Il lupo gli ringhiò contro, ma l’incantesimo lo immobilizzava abbastanza perchè non potesse nuocere.
Lance prese un panno e una bottiglia d’acqua dalla borsa che aveva con sè, lo inumidì e si avvicinò per tentare di pulire almeno le ferite peggiori. Il lupo ululò frustrato e spaventato dall’immobilità forzata ma, quando si rese conto che non vi era alcun intento malvagio in quelle azioni, sembrò calmarsi almeno un poco.
« Purtroppo non ho bende e disinfettante per curarti come si deve. » si scusò Lance, una volta terminato alla meglio il lavoro. « Però se verrai con me ti porterò in un posto sicuro dove si prenderanno cura di te e potrai riposare tranquillamente senza che nessuno ti dia la caccia. La Casa di Coran raccoglie diverse creature come noi e viviamo in pace, lontano da chi ci vuole male. Soccorriamo anche chi è in difficoltà, quando ne abbiamo modo. Puoi fidarti, vogliamo solo darti una mano. Se quando starai meglio vorrai andartene, nessuno ti tratterrà.»
Quelle parole sembrarono convincere il lupo che, una volta libero di muoversi, seguì docilmente Lance attraverso il bosco.
Doveva essere stremato, ragionò il giovane mentre si faceva strada tra i cespugli. Un attimo prima lo aveva aggredito e ora lo seguiva come un cucciolo dall’andatura incerta e barcollante. Probabilmente non era nemmeno particolarmente lucido o avrebbe espresso maggiore diffidenza o fatto resistenza. Lance si era addirittura aspettato di vederlo assumere forma umana e parlargli, ma era evidente che non ne avesse la forza. Per questo non aggiunse altro e si limitò a guidarlo attraverso la vegetazione fino alla barriera che divideva la Casa di Coran dal resto del mondo.
Attraversarla gli procurò solo un lieve pizzicore sulla pelle, ma il lupo si fermò all’esterno, annusando l’aria come se avesse percepito una differenza anche senza vederla.
« Non ti farà niente. » lo rassicurò Lance. « Quelli come noi sono immuni ai danni che la barriera farebbe a un comune umano. »
Il lupo annusò l’aria ancora per un attimo, allungò una zampa per verificare che fosse effettivamente tutto a posto e, infine, si decise a seguire il ragazzo.
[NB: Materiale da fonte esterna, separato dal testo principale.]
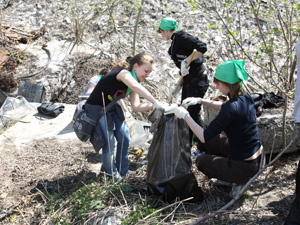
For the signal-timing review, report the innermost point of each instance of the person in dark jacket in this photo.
(237, 155)
(294, 213)
(120, 82)
(195, 83)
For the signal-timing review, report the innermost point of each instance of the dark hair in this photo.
(140, 59)
(103, 71)
(234, 89)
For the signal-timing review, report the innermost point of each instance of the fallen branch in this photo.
(246, 186)
(175, 203)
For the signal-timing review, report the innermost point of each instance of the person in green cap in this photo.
(234, 152)
(195, 83)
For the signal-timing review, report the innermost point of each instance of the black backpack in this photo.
(49, 109)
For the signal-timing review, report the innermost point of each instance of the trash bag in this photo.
(258, 103)
(82, 122)
(50, 109)
(169, 172)
(272, 101)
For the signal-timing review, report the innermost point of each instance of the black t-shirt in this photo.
(109, 86)
(182, 46)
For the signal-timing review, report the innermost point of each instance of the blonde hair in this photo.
(234, 89)
(140, 59)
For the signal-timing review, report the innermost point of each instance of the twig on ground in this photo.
(162, 209)
(246, 186)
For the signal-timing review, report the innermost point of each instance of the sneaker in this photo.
(235, 190)
(131, 172)
(217, 182)
(197, 153)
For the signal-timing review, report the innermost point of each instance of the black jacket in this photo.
(182, 46)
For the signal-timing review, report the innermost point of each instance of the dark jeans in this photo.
(195, 87)
(216, 164)
(294, 214)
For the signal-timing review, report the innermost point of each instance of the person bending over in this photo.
(122, 82)
(234, 152)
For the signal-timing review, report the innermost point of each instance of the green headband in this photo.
(168, 23)
(231, 71)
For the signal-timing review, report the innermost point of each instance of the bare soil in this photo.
(49, 163)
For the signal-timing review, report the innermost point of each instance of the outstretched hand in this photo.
(191, 101)
(179, 111)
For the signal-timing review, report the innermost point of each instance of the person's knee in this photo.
(200, 162)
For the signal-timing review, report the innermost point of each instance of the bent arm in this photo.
(137, 90)
(197, 130)
(212, 104)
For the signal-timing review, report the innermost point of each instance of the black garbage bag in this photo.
(50, 109)
(169, 172)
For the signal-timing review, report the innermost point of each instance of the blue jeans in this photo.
(120, 131)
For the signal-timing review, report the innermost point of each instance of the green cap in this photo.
(231, 71)
(168, 23)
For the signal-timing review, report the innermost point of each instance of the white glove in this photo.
(127, 114)
(173, 94)
(159, 105)
(191, 101)
(179, 111)
(183, 69)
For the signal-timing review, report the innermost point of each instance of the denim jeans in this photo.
(115, 165)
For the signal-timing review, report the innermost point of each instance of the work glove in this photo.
(191, 101)
(159, 105)
(173, 92)
(127, 114)
(183, 69)
(179, 111)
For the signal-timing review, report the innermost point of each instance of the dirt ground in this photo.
(46, 162)
(50, 162)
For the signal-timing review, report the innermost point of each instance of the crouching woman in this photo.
(234, 152)
(119, 82)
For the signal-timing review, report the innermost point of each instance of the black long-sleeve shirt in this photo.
(182, 46)
(237, 118)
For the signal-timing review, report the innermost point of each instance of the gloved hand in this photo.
(191, 101)
(173, 94)
(127, 114)
(159, 105)
(179, 111)
(183, 69)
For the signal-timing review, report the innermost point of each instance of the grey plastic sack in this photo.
(169, 169)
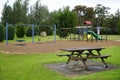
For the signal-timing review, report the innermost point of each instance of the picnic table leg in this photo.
(68, 60)
(105, 64)
(86, 68)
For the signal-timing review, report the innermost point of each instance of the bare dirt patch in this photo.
(49, 47)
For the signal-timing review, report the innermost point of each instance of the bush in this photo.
(20, 30)
(2, 33)
(29, 31)
(11, 32)
(47, 29)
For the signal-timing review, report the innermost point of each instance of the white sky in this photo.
(56, 4)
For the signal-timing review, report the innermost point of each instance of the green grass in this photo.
(31, 67)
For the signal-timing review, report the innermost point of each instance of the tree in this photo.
(89, 14)
(2, 33)
(101, 13)
(39, 13)
(20, 11)
(20, 30)
(66, 19)
(80, 13)
(7, 14)
(117, 15)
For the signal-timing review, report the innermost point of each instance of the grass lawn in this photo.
(31, 67)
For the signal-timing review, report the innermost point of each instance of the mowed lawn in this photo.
(31, 67)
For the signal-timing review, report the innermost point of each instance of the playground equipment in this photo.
(22, 40)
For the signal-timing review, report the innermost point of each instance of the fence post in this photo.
(32, 33)
(55, 33)
(6, 34)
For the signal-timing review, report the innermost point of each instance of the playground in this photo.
(48, 47)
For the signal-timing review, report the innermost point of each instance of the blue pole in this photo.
(55, 33)
(32, 33)
(6, 34)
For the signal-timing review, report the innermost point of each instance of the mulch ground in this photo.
(49, 47)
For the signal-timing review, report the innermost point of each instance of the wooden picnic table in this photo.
(84, 54)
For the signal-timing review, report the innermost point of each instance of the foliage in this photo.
(101, 13)
(2, 33)
(48, 29)
(29, 31)
(38, 13)
(20, 30)
(20, 10)
(118, 26)
(67, 19)
(11, 32)
(7, 14)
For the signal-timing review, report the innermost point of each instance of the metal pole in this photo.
(6, 34)
(55, 33)
(32, 33)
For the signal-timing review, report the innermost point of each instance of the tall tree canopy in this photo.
(7, 14)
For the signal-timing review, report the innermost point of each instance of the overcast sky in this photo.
(56, 4)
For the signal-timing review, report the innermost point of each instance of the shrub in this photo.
(20, 30)
(2, 33)
(29, 31)
(11, 32)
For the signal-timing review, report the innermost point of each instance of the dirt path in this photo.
(29, 48)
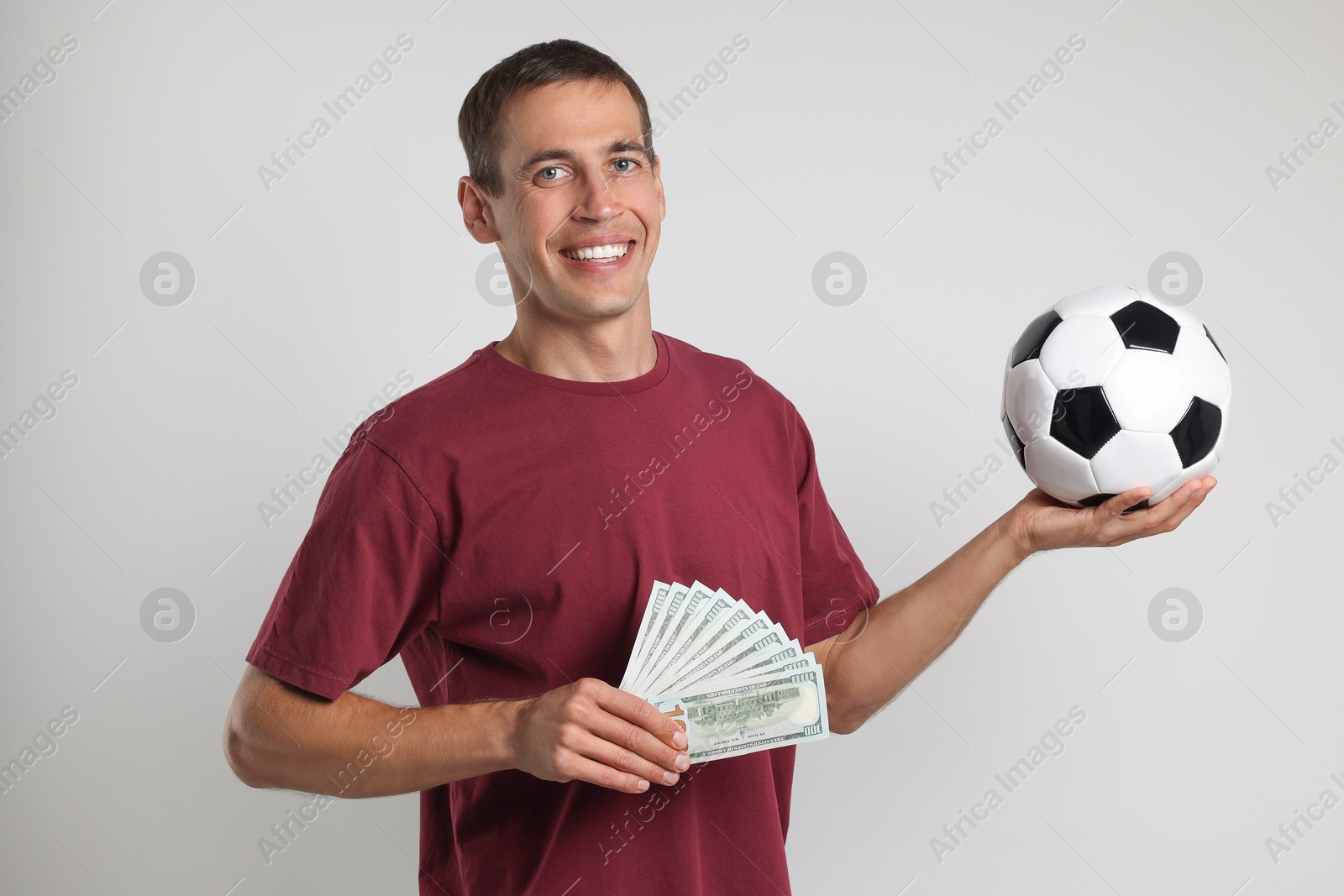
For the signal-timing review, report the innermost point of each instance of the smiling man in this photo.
(501, 527)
Una decisa scrollata del pelo fu la sua reazione a quella strana sensazione.
A questo punto Lance non aveva più bisogno di fingere che quella fosse una pacifica e innocua passeggiata nel bosco: attraversò di corsa il vialetto che separava il giardino dall’elegante residenza coloniale, del tutto invisibile a occhi esterni, salì a due a due i gradini del portico e spalancò la porta d’ingresso.
« Coran! » chiamò, con un tono urgente. « L’ho trovato! Ho bisogno di aiuto! »
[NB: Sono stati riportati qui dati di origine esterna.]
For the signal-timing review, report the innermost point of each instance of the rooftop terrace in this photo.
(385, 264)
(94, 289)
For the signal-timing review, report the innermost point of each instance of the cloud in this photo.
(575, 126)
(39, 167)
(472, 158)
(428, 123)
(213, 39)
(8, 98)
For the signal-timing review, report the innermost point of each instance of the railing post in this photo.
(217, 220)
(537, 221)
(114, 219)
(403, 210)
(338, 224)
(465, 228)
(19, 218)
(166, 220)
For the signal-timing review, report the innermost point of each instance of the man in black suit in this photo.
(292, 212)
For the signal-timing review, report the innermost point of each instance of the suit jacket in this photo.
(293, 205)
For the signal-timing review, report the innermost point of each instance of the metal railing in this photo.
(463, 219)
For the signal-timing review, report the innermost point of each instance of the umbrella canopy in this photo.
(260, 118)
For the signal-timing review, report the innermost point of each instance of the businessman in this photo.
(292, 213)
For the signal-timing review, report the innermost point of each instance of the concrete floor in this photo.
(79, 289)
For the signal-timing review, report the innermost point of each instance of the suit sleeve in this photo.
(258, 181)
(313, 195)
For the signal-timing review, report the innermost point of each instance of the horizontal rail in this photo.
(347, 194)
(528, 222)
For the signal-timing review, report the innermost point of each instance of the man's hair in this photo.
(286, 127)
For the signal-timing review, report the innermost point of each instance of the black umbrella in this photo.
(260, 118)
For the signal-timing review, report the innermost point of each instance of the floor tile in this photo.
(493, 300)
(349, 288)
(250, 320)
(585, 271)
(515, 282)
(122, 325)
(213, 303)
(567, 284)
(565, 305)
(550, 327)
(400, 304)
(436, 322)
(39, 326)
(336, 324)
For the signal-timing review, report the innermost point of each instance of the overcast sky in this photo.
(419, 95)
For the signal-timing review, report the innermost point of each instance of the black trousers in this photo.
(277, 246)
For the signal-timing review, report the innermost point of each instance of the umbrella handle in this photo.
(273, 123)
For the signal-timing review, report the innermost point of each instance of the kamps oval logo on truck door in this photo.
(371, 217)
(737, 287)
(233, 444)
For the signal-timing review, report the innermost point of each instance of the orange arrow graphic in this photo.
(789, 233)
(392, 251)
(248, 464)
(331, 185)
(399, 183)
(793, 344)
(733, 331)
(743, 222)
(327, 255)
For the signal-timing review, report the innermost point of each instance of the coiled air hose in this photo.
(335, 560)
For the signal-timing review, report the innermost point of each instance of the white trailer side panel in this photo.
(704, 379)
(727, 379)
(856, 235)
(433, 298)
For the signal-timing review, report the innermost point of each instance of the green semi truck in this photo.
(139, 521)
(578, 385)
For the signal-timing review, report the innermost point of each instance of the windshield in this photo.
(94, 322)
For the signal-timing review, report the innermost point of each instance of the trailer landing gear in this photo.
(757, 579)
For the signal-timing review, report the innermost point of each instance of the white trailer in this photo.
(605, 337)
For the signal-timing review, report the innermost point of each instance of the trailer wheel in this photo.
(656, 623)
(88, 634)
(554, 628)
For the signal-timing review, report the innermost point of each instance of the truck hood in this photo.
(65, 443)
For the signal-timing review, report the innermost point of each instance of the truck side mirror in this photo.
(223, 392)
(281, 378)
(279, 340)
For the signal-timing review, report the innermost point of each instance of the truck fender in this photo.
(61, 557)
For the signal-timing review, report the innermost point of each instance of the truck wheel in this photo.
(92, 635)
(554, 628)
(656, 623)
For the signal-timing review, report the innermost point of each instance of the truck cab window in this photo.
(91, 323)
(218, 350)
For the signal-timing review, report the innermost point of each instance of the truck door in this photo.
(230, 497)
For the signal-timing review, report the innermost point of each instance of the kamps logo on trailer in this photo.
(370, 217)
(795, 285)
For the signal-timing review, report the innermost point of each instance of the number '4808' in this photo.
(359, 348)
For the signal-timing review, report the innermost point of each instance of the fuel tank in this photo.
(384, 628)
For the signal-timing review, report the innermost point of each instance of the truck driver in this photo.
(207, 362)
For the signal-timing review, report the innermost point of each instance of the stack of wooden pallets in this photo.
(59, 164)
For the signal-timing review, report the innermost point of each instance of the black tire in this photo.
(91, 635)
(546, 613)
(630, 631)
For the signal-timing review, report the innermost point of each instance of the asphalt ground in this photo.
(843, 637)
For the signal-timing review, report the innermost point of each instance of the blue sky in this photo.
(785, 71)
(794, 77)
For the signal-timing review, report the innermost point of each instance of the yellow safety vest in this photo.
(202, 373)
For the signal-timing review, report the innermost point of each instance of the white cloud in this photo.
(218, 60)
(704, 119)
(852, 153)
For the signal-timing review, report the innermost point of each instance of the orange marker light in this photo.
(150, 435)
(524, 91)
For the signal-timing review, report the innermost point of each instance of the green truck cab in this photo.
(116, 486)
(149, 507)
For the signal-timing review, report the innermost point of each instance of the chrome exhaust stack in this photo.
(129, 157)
Quando tornò a voltarsi verso il lupo e vide che si era accasciato nella polvere del vialetto, si sentì gelare. Lo raggiunse in un attimo e prese ad accarezzarlo piano, lasciando scivolare le dita nella folta pelliccia nera.
« Fatti coraggio. » mormorò. « Non mollare adesso. So che sei stanco, so bene come ci si sente, ma ora ci prenderemo cura di te. Sei arrivato fin qui, resta con me. »
I suoi occhi azzurri incrociarono due iridi color della notte, esauste e smarrite, poi il lupo abbandonò la testa sulle sue ginocchia, con un flebile guaito, e rimase immobile.

Coran era giunto in suo soccorso precipitosamente e, dopo di lui, anche tutti gli altri abitanti della casa avevano fatto capannello attorno al lupo ferito. Si erano dati da fare per costruire una rudimentale barella e trasportarlo all’interno, su un giaciglio confortevole.
Coran non era nè un medico nè un veterinario, ma poteva considerarsi un soddisfacente mix tra i due, oltre a essere il maggior esperto disponibile in materia di creature soprannaturali. In suo aiuto era giunta anche Allura, che aveva offerto i propri poteri di guarigione a sostegno del nuovo venuto.
Lance era stato accanto a loro tutto il tempo, pronto a porgere una forbice, una garza, un disinfettante, o più semplicemente a posare una carezza rassicurante sul capo dell’animale, che di tanto in tanto mostrava la sua gratitudine con un uggiolio sommesso.
Al termine delle medicazioni, lo avevano trasportato in una stanza per gli ospiti.
A un occhio esterno sarebbe sembrato strano vedere un lupo adagiato su un letto e avvolto nelle coperte, ma non nella Casa di Coran.
« Sarà anche un lupo mannaro, ma possiede una parte umana. » aveva affermato lo studioso, accarezzandosi i baffi rossi dopo essersi lavato le mani. « Sono certo che sarà più felice di svegliarsi su un letto comodo piuttosto che sul pavimento. »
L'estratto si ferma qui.